After Happy Days, Scales's brave year continues with the lead in The Matchmaker at Chichester. In 1955 she was in Tyrone Guthrie's Broadway production. She was 20, had a tiny part, and kept sane by taking lessons in method-acting from Uta Hagen. She still uses the approach: intentions, motivations, objectives. 'I'm not bothered terribly about terms.'

What is hard about television is the speed. Take Fawlty Towers. 'John Cleese is a very fast worker and a highly disciplined one. He was able, in the space of a week, to be absolutely ready to go and . . . ' She clicks her fingers. 'He could really blossom on the one performance we had in front of an invited audience on a Sunday night. I never felt ready to go. I love long runs. I never feel ready to go till about the second Wednesday matinee.'

As Anthony Hopkins's wife and Jeremy Irons's lover in the film A Chorus of Disapproval her wide, pained face spelt out the longings of a middle-aged mum. The territory is wide: from Sarah in BBC1's After Henry, which ran to 40 prime-time episodes, to the Queen in Alan Bennett's Single Spies.
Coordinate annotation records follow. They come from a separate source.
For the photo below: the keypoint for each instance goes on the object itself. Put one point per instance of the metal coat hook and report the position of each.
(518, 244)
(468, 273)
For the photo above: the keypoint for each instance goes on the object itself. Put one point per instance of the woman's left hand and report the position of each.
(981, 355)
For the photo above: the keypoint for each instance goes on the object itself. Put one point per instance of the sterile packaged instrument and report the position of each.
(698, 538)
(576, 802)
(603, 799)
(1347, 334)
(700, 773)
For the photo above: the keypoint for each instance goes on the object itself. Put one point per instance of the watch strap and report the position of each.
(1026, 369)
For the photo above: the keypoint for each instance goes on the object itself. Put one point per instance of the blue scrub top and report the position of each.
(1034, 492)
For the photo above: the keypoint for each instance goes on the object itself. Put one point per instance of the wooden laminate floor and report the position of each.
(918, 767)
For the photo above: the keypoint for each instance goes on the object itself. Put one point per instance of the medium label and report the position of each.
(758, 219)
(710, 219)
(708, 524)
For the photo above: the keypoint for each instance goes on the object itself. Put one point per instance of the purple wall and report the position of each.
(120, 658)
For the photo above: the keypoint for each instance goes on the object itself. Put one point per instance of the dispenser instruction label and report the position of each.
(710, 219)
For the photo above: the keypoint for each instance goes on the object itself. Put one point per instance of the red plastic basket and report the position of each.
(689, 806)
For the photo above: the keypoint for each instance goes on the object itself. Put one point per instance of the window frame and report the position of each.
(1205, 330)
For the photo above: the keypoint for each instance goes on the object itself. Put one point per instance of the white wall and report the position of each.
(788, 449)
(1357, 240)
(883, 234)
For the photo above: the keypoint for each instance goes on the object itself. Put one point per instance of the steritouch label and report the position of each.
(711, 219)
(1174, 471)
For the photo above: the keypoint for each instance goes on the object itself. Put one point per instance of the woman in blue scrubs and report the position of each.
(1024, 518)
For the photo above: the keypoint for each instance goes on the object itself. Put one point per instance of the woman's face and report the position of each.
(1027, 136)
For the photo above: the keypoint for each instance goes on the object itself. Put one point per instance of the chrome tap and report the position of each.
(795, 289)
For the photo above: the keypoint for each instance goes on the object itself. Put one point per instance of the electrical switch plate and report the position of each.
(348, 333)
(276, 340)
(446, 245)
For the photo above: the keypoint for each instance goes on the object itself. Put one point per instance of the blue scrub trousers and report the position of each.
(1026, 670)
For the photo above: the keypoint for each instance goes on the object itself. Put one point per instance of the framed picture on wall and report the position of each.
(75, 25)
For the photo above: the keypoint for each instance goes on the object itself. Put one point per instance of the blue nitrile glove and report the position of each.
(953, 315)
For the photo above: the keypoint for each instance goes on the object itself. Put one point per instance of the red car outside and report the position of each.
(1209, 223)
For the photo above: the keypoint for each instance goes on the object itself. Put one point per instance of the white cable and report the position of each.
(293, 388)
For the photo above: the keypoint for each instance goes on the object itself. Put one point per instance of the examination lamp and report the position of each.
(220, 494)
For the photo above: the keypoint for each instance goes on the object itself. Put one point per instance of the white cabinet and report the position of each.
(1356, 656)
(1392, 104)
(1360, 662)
When you see the Queen now, you wonder why she keeps pretending to be Prunella Scales.

'It was extraordinarily enjoyable, from my point of view, because of the blasphemy factor. You come on, looking as nearly as possible like the Queen; the attention was wonderful. I suddenly realised how terribly famous people must feel.' Similar, perhaps, to being up to your neck in scorched earth. 'You suddenly have all this focus.'

'Happy Days' previews Thurs, opens Sat (press night 23 Feb) at the West Yorkshire Playhouse in Leeds (0532-442111).